The HPV vaccine is given in three shots. The second shot is given one or two months after the first shot; the third shot is given six months after the first shot.
In the United States, annual HPV infections affect more than 79 million men and women and account for more than 4,000 deaths from cervical cancer. Globally, an estimated 530,000 new cases of cervical cancer — almost always caused by HPV — are diagnosed annually. In 2006, the U.S. Food and Drug Administration licensed the first HPV vaccine to prevent the spread of four prevalent forms of the virus associated with cervical cancers and genital warts. Because there is currently no cure for HPV-related cancers, these vaccines hold the potential to save thousands of lives, according to Matthews and Matsumoto.

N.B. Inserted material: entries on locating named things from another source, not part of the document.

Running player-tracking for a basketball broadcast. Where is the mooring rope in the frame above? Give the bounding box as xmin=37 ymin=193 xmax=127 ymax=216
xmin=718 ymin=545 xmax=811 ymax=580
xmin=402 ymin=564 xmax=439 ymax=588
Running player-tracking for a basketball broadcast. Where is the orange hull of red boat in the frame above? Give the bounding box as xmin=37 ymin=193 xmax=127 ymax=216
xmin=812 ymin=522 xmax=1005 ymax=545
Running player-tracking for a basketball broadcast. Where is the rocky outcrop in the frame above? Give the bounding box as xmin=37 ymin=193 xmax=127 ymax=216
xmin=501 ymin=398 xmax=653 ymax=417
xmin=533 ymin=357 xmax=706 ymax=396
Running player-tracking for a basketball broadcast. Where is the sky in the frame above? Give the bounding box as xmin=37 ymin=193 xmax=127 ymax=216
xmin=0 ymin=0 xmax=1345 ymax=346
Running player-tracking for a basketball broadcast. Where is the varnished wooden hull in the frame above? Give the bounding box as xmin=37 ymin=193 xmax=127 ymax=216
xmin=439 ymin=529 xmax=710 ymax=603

However, the political controversy that has erupted regarding the HPV vaccine has limited its acceptance and use among the public, they said.
HPV infections and associated cancers are a major issue in Texas, the authors said. Cervical cancer rates in the state are notably higher than the national average. Despite these statistics, only 32 percent of 13- to 15-year-old girls in Texas received all three doses of the HPV vaccine in 2011. The data show that the lowest coverage rates in 2011 were centered around the state’s two most populous cities, according to the Centers for Disease Control and Prevention: Houston (27 percent) and Dallas (23 percent). In comparison, El Paso County’s strong public HPV vaccination program appears to be effectively boosting local coverage rates, with 75 percent receiving one dose and 45 percent receiving three doses, Matthews and Matsumoto said.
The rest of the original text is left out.